4. Benchmark Results

This section analyzes the query results from the best run of the three sets of 22 TPC-H queries. The difference in the three query runs was usually minimal (< 5%).

Legend: 

Query 1 is the only query that uses only Sum, Average, and Count. Azure SQL DW was progressively faster as nodes were added, with performance ranging from 1.93 to 2.81 times faster than Redshift. Query 2 was one of two queries that contained a Min/Max. Azure SQL DW was, on average, nearly twice as fast as Redshift.
TPC-H query 3 was close to the overall average performance advantage that Azure SQL DW had over Redshift in all the queries (1.49 and 1.67 times faster). Query 4, with a subquery and a count, had the best relative query performance for Azure SQL DW, outperforming Redshift by nearly 5 times on average across the three-node configurations.
Query 5, which only employs a sum aggregation, favored Azure SQL DW as well. The simple SUM of Query 6 was another high relative performer for Azure SQL DW, outperforming Redshift by over 4 times on average across the three-node configurations.
Although Azure SQL DW outperformed Redshift by nearly 2 times on average across the three-node configurations, at 60 nodes Redshift had a 20% better query performance. For Query 8, Redshift was 21% faster at 10 nodes, and Azure SQL DW was 11% and 5% faster at 30 and 60 nodes respectively. This query performance was one of the closest Redshift got to Azure SQL DW performance, which was only 32% faster on average across the three-node configurations.
In Query 9 (sub-select and a sum operation) Azure SQL DW’s performance was roughly twice as fast. Query 10 uniquely has a Sum and a Top/Limit. The query was close to the overall average performance advantage that Azure SQL DW had over Redshift in the queries (1.57 to 1.67 times faster).
Query 11 (another sub-select and a sum operation) saw performance favoring Azure SQL DW. Query 12, another simple SUM, was another plus performance query for Azure SQL DW, with Azure SQL DW outperforming Redshift by over 2 times on average across the three-node configurations.
Query 13 is the only TPC-H query with an explicit JOIN. Azure SQL DW was twice as fast on average. For Query 14, Redshift was 28% faster at 10 nodes, and Azure SQL DW was 23% and 37% faster at 30 and 60 nodes respectively. This query was one of the closest Redshift got to Azure SQL DW performance although Azure SQL DW was 44% faster on average across the three-node configurations.
Query 15 showed Azure SQL DW to be roughly 20% faster across all node counts. For Query 16, Redshift outperformed Azure SQL DW across all node configurations, nearly doubling Azure SQL DW performance.
Conversely, Azure SQL DW nearly doubles Redshift performance across the board for Query 17. Query 18 saw mixed results with Azure SQL Server leading in 2 out of 3.
Query 19 was another strong performer for Azure SQL DW, with 3.7, 3.0 and 5.2 times Redshift performance across the node configurations. Query 20 showed Azure SQL DW to be twice as fast or faster.
Query 21 showed Azure SQL DW between 30% and 50% faster. Query 22 was close but Redshift outperformed Azure SQL DW in 2 of the 3 configurations.
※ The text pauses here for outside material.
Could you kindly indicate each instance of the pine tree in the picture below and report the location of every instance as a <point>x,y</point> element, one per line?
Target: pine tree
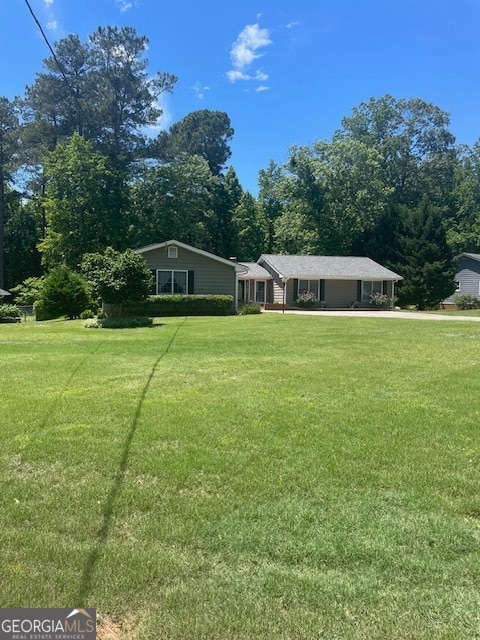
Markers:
<point>423,257</point>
Overall, the relative performance advantage of Azure SQL DW over Redshift did not change much based on whether the node count was 10, 30, or 60. Azure SQL DW was 1.70, 1.83, and 1.67 times as fast on average on 10, 30, and 60 nodes, respectively. Overall, the performance advantage was 1.67 times faster.

Azure SQL DW outperformed Redshift in 56 of the 66 queries, while Redshift outperformed Azure SQL DW in 4 (of 22) queries at 10 nodes, 2 (of 22) queries at 30 nodes and 4 (of 22) queries at 60 nodes.

Specific elements in the query produced the following performance advantages for Azure SQL DW:

SQL Element Performance Advantage (Azure SQL DW x faster)
Min/Max 1.14
Average 1.97
Count 1.36
Top/Limit 1.44

5. Price Per Performance

To measure price-performance, we used the TPC-H metric of cost of ownership divided by composite query per hour. If you contiguously ran all 22 of these queries on the platforms to completion of the set, the cost at an hourly basis is indicated in the chart below. Azure SQL DW provided consistently better price-performance in our queries.

 

6. Conclusion

Cloud databases are a way to avoid large capital expenditures, provision quickly, and provide performance at scale for advanced analytic queries in the enterprise. Relational databases with analytic capabilities continue to support the advanced analytic workloads of the organization with performance, scale, and concurrency. In a representative set of corporate-complex queries from the well-known TPC-H, Azure SQL Data Warehouse consistently outperformed Redshift.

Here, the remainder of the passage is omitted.